|Ph.D Student||Kigel Boaz Avraham|
|Subject||The Role of Class-3 Semaphorin and their Receptors,|
Type-A Plexins, in Angiogenesis and Tumor
|Department||Department of Medicine||Supervisor||Professor Emeritus Gera Neufeld|
|Full Thesis text|
Class-3 semaphorins include seven family members. Six of bind to neuropilin-1, neuropilin-2 or both, while the seventh, sema3E, binds to the plexin-D1 receptor. Sema3B and sema3F were previously characterized as tumor suppressors and as inhibitors of tumor angiogenesis. To determine if additional class-3 semaphorins possess anti-angiogenic and anti-tumorigenic properties, we expressed the recombinant semaphorins in four different tumorigenic cell lines expressing different combinations of its receptors. We demonstrate that sema3A, sema3D, sema3E and sema3G can function as potent anti-tumorigenic agents. All the semaphorins we examined were also able to reduce the concentration of tumor associated blood vessels although the potencies of the anti-angiogenic effects varied depending on the tumor cell type. There was little correlation between the ability of a semaphorin to inhibit tumor angiogenesis and their anti-tumorigenic activity, but its ability to inhibit tumor progression highly correlated with the tumor cell expression of specific signal transducing receptors for particular semaphorins. To better understand if class-3 semaphorins could indeed be used as therapeutic agents, we purified large amount of sema3E and injected it systemically into mice bearing 4T1 breast cancer cell line. Indeed, sema3E was able to inhibit tumor progression and even decreased the lung metastatic index, as compared to the control mice. This result suggests that that class-3 semaphorins might be used as therapeutic agents and that combination of them may be more effective than single semaphorins in cases in which tumor cells express more than one type of semaphorin receptor.

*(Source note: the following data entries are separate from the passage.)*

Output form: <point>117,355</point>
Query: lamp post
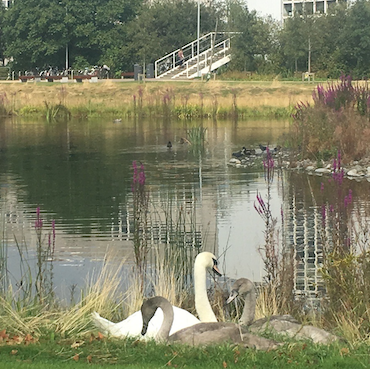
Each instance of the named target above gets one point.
<point>198,35</point>
<point>60,3</point>
<point>66,48</point>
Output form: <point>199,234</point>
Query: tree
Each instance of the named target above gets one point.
<point>2,40</point>
<point>354,40</point>
<point>166,26</point>
<point>37,31</point>
<point>252,42</point>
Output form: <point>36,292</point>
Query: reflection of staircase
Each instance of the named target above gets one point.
<point>214,51</point>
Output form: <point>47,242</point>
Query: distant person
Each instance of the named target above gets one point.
<point>180,55</point>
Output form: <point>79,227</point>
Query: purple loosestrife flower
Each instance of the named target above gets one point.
<point>261,208</point>
<point>142,176</point>
<point>53,228</point>
<point>350,196</point>
<point>323,213</point>
<point>38,221</point>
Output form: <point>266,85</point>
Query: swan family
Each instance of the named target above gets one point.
<point>131,326</point>
<point>158,319</point>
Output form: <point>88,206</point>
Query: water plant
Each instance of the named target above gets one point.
<point>277,291</point>
<point>337,120</point>
<point>3,103</point>
<point>140,219</point>
<point>56,112</point>
<point>197,135</point>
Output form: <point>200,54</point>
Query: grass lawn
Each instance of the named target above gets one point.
<point>69,353</point>
<point>118,97</point>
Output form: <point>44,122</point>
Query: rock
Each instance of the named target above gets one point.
<point>235,161</point>
<point>323,170</point>
<point>354,172</point>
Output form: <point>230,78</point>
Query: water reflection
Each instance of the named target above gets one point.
<point>79,173</point>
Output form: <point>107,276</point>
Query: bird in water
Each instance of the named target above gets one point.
<point>263,148</point>
<point>240,153</point>
<point>282,324</point>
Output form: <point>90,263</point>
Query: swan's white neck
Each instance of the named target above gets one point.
<point>202,304</point>
<point>249,308</point>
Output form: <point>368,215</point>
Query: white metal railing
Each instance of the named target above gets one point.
<point>219,49</point>
<point>169,62</point>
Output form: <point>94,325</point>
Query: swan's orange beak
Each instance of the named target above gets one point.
<point>215,268</point>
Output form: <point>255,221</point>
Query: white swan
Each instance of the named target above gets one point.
<point>201,334</point>
<point>131,327</point>
<point>284,324</point>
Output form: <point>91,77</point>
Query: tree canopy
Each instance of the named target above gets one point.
<point>120,33</point>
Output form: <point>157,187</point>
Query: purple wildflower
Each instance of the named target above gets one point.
<point>38,221</point>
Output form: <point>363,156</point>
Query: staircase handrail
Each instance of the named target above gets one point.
<point>172,56</point>
<point>226,46</point>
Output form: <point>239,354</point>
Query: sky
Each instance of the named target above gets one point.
<point>266,7</point>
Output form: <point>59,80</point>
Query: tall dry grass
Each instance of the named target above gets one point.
<point>129,98</point>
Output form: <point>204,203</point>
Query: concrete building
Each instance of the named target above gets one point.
<point>7,3</point>
<point>289,7</point>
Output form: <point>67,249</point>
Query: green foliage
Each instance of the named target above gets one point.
<point>197,136</point>
<point>57,112</point>
<point>91,351</point>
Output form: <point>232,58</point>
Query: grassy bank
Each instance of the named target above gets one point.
<point>102,352</point>
<point>181,99</point>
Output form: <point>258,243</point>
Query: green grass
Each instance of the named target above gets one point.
<point>68,353</point>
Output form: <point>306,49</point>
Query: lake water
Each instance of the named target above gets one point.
<point>80,174</point>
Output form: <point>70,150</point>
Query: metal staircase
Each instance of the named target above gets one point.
<point>214,51</point>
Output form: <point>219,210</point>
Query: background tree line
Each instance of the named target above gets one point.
<point>120,33</point>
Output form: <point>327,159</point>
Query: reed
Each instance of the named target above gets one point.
<point>178,99</point>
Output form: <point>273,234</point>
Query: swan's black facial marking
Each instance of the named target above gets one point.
<point>215,268</point>
<point>145,328</point>
<point>233,295</point>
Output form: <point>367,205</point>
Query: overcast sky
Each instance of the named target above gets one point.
<point>266,7</point>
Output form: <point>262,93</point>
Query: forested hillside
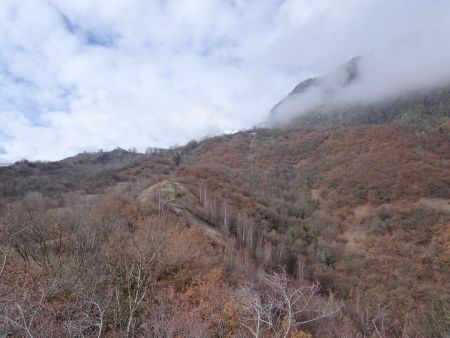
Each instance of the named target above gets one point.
<point>352,224</point>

Most of the semaphorins are known to tranduce inhibitory signals. A few were characterized as stimulatory ligands. In order to understand the apparent dual roles of type-A plexins in endothelial cells (EC) and in tumor cells we silenced their expression using specific shRNAs. In EC, the inhibition caused plexin-specific morphological changes while the morphology of tumor cells remained unaffected. The silencing also inhibited bFGF-induced EC proliferation. Using various angiogenic assays we found that silencing plexin-A4 expression also results in the inhibition of angiogenesis in in-vitro assays. Silencing of plexin-A4 or plexin-A1 expression in tumor cells from different origins results in inhibition of their proliferation. Furthermore, tumor development from U87MG glioblastoma cells in which the expression of plexin-A4 was silenced was strongly inhibited, suggesting that plexin-A4 may represent a novel target for the development of cancer therapeutics. We also discover that the inhibitory effects seen while silencing plexin-A4 might be as a result of breaking a sema6B\plexin-A4 autocrine signaling.